Jim Ritterbusch, president of Ritterbusch & Associates in Galena, Ill., called Wednesday's price jump an overreaction to the inventory data from the Energy Department's Energy Information Administration. He expects utilization levels will continue to grow as refineries return shuttered operations to service. That would translate to an inventory build next week.
"I think it's going back down," Ritterbusch said of gas futures and retail prices.
Gasoline futures for August fell 0.39 cent to settle at $2.1914 on the New York Mercantile Exchange after a volatile session. Prices rose almost 2.5 cents at one point and fell more than 3.5 cents at another.
Meanwhile, the national average price of a gallon of gas fell 1.1 cents overnight to $3.02, according to AAA and the Oil Price Information Service. Prices peaked at $3.227 in late May.
Retail gas prices typically lag futures prices, which have gyrated over the past week. Before Wednesday's rally, gas futures had tumbled more than 25 cents over five trading sessions on unexpectedly high inventory numbers released last week.
Light, sweet crude for August delivery jumped 87 cents to settle at $75.92 a barrel Thursday on the Nymex. Prices briefly touched $76 in a late session rally, but also traded as much as 42 cents lower earlier in the day. A front-month contract last settled over $76 a barrel on August 9.
London Brent crude rose 46 cents to $77.22 by 1724 GMT, closing in on last August's $78.65 all-time high. U.S. crude gained 32 cents to $75.37 a barrel.

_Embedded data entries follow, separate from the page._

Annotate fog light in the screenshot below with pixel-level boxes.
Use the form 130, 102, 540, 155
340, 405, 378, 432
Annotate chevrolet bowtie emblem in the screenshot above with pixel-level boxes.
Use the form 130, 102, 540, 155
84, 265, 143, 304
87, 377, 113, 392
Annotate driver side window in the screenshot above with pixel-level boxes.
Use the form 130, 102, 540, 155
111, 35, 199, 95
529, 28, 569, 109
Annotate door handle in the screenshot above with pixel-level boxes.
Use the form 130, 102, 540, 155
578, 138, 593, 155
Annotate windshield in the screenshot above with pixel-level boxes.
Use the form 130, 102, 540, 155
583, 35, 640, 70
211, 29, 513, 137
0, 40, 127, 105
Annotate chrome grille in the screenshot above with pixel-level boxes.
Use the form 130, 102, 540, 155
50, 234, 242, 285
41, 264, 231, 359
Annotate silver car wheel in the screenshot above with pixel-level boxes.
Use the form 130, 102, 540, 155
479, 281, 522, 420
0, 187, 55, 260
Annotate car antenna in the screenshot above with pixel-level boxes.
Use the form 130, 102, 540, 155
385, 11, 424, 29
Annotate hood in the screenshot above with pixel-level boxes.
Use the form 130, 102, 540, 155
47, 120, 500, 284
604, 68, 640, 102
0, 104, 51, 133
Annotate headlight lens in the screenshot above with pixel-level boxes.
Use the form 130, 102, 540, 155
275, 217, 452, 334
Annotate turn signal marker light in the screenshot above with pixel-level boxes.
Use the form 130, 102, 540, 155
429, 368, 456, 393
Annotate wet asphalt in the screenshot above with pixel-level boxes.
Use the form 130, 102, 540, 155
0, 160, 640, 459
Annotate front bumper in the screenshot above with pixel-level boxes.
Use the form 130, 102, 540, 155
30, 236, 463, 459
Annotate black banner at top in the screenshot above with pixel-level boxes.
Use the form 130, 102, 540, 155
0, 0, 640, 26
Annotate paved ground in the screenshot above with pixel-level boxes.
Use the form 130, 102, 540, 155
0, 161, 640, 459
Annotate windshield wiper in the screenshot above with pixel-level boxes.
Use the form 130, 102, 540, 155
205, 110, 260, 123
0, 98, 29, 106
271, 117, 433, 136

Total declared force majeure on exports from its 220,000 barrel per day (bpd) Dalia oil field in Angola after a technical problem shut half its output.
The French firm said it expects to resume in the next day or two, but the disruption heightened concerns about supplies from OPEC's members in Africa. Output from Nigeria is down nearly 20%, or 547,000 bpd, due to militant attacks.
"Angola got (the oil rise) started, but the China GDP was very supportive," said Phil Flynn, analyst at Alaron Trading.
"The combination, with yesterday's data, is pushing prices higher," Flynn added. "Everybody is ratcheting up their demand expectations from where they were a few months ago."
Prices leapt Wednesday after U.S. inventory data showed refineries running harder in the week to July 13 and failing to build up fuel stocks.
August heating oil futures on the Nymex rose 0.93 cent to settle at $2.1143 a gallon, while natural gas advanced 17.8 cents to settle at $6.706 per 1,000 cubic feet. The EIA reported that natural gas inventories grew by 65 billion cubic feet last week, in line with analyst expectations.